After a volatile morning the benchmark Shanghai Composite Index closed up 1.97 percent at 3,186.41, while the Shenzhen Composite Index, which tracks stocks on China's second exchange, added 1.05 percent to 1,978.72.
However, Shanghai still ended the week almost 10 percent lower and Shenzhen lost more than 14 percent.
"The scrapping of the circuit breaker system will help to stabilise the market, but a sense of panic will remain, particularly among retail investors," Li Jingyuan, general manager at Shanghai Bingsheng Asset Management, told Bloomberg News.
Government-linked entities stepped in to buy stocks for at least the second time this week to shore up the market, Bloomberg reported, quoting people familiar with the matter.
Global investors have been alarmed by slowing growth in the world's second-largest economy, which is expected to have expanded last year at its slowest pace in a quarter of a century. Official data on fourth-quarter and annual growth is due to be released later in January.
Friday's rise came after the China Securities Regulatory Commission (CSRC) late Thursday said it was shelving the "circuit breaker", which it had introduced at the beginning of the year.
The mechanism was meant to calm China's notoriously volatile markets -- which went into a tailspin in mid-2015 -- by automatically suspending trading for 15 minutes if they fell by five percent in one day, and closing them early if they dropped seven percent.
- Yuan rate up –
But dealers said the system instead heightened selling pressure from traders who wanted to avoid being stuck with shares they did not want to hold.
"After weighing advantages and disadvantages, currently the negative effect is bigger than the positive one," the CSRC said in a statement.
"Therefore, in order to maintain market stability, CSRC has decided to suspend the circuit breaker mechanism."
Rumours circulated on China's Twitter-like Weibo that CSRC chief Xiao Gang had submitted his resignation over the debacle, which would be announced at the weekend.
Similar speculation has been heard before, and investors have repeatedly called for Xiao's head in recent months over the government's interventions following the market falls.
Authorities also set the central rate for the yuan currency marginally higher against the US dollar on Friday, ending eight days of falls.
The People's Bank of China (PBoC) set the daily reference rate at 6.5636 to the greenback, according to the China Foreign Exchange Trade System.
It was up 0.02 percent from Thursday, when it was set at its lowest level in nearly five years.
China limits the yuan to rising or falling two percent on either side of the reference rate.
The eight days of falls revived concerns over the currency of the world's biggest trader in goods.
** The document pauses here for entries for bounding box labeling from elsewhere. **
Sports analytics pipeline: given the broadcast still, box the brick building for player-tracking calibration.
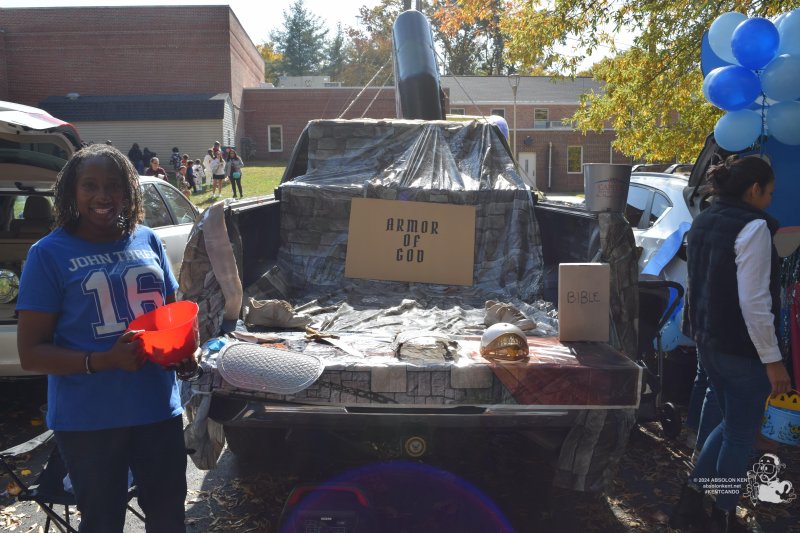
[0,5,264,159]
[0,5,627,192]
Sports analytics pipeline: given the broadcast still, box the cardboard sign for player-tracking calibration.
[344,198,475,285]
[558,263,611,342]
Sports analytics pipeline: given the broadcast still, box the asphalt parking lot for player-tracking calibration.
[0,380,800,533]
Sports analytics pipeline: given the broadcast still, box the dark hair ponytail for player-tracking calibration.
[707,155,775,198]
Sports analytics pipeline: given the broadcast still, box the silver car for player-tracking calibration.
[0,102,199,379]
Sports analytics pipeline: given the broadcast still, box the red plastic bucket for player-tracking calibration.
[128,301,200,366]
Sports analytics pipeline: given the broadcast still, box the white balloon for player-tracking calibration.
[708,11,747,65]
[778,8,800,55]
[767,101,800,145]
[761,54,800,102]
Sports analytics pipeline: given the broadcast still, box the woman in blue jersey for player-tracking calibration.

A lower unit should make Chinese exports more competitive on world markets, but at the cost of its imports becoming more expensive in yuan terms. The country will announce inflation statistics for December at the weekend.
China has pledged to make the value of the yuan more flexible and market-oriented, and the International Monetary Fund has announced the unit will join its elite reserve currency basket.